Redis & Redis Sentinel for Convoy

Convoy depends on Redis for the task queue, rate limiting, circuit breaker state, and caching. Because the task queue and circuit breaker state must survive restarts, Redis persistence and high availability matter for production deployments. This guide covers using a cloud-managed Redis service and a self-hosted Redis deployment with Sentinel for high availability.

How Convoy Uses Redis

Function	Description	Data Characteristics
Task Queue (Asynq)	All event processing jobs are enqueued and dequeued through Redis	High write throughput, must survive restarts
Rate Limiting	Per-endpoint rate limit counters	High read/write, short-lived keys
Circuit Breaker	Tracks endpoint health for circuit breaking	Moderate read/write, must survive restarts
Caching	Project, endpoint, subscription lookups	High read, tolerates loss on failover

Because the task queue and circuit breaker state live in Redis, persistence is required. A Redis restart without persistence (or without HA) means in-flight jobs are lost.

Cloud-Managed Redis

Cloud-managed Redis services provide:

Automatic failover with multi-AZ replicas
Persistence and backups without you managing RDB/AOF directly
Security patching applied without downtime
TLS-encrypted endpoints out of the box
Monitoring and alerting built in
Memory and CPU autoscaling on most providers

Providers

Provider	Mode	Notes
AWS ElastiCache	Cluster mode or replication group with primary endpoint	Replication groups support automatic failover; cluster mode is also supported by Convoy
GCP Memorystore	Standalone or HA tier	HA tier provides automatic failover
Azure Managed Redis / Azure Cache for Redis	Standalone, Replication, or Cluster	Premium and Enterprise tiers offer HA
Aiven for Redis	HA across nodes	Simple connection endpoint
Upstash	Serverless Redis	Single endpoint, automatic HA
Redis Cloud (Redis Inc.)	Managed by the maintainers	Sentinel and cluster options

Configuring Convoy for a Managed Service

For most managed services, you connect to a single primary endpoint. The provider handles failover transparently:

Environment Variables

CONVOY_REDIS_SCHEME=rediss
CONVOY_REDIS_HOST=my-redis.cache.amazonaws.com
CONVOY_REDIS_PORT=6379
CONVOY_REDIS_PASSWORD=your_redis_password

convoy.json

{
  "redis": {
    "scheme": "rediss",
    "host": "my-redis.cache.amazonaws.com",
    "port": 6379,
    "password": "your_redis_password"
  }
}

Use the rediss scheme for TLS-enabled endpoints (most managed services require TLS). If your provider exposes Sentinels (e.g., Bitnami Sentinel on Kubernetes, some managed offerings), use the redis-sentinel scheme instead and point Convoy at the Sentinels:

Environment Variables

CONVOY_REDIS_SCHEME=redis-sentinel
CONVOY_REDIS_HOST=sentinel-1.example.com,sentinel-2.example.com,sentinel-3.example.com
CONVOY_REDIS_PORT=26379
CONVOY_REDIS_PASSWORD=your_redis_password
CONVOY_REDIS_SENTINEL_MASTER_NAME=mymaster

See the Redis Sentinel configuration reference for all available parameters. For Kubernetes deployments using Helm, see Kubernetes — managed Redis and Kubernetes — Redis Sentinel.

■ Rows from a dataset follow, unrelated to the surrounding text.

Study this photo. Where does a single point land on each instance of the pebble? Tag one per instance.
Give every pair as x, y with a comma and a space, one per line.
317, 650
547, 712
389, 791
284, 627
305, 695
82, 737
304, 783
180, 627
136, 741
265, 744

Self-Hosted Redis with Sentinel

Recommended Architecture: 3-Node Sentinel

For most self-hosted Convoy workloads, a 3-node Redis deployment with Sentinel provides the right balance of HA and operational simplicity. Redis Cluster is unnecessary at this scale.

Why 3 Nodes?

Sentinel requires a quorum (majority vote) to trigger failover.
With 3 Sentinels, 1 node can fail and failover still works (2 of 3 agree).
With 2 nodes, losing 1 means no quorum and no automatic failover.
With 1 node, there is no HA at all.

VM Specifications

Redis is single-threaded for command processing, so it does not benefit from many CPU cores. Memory and network are the primary resources.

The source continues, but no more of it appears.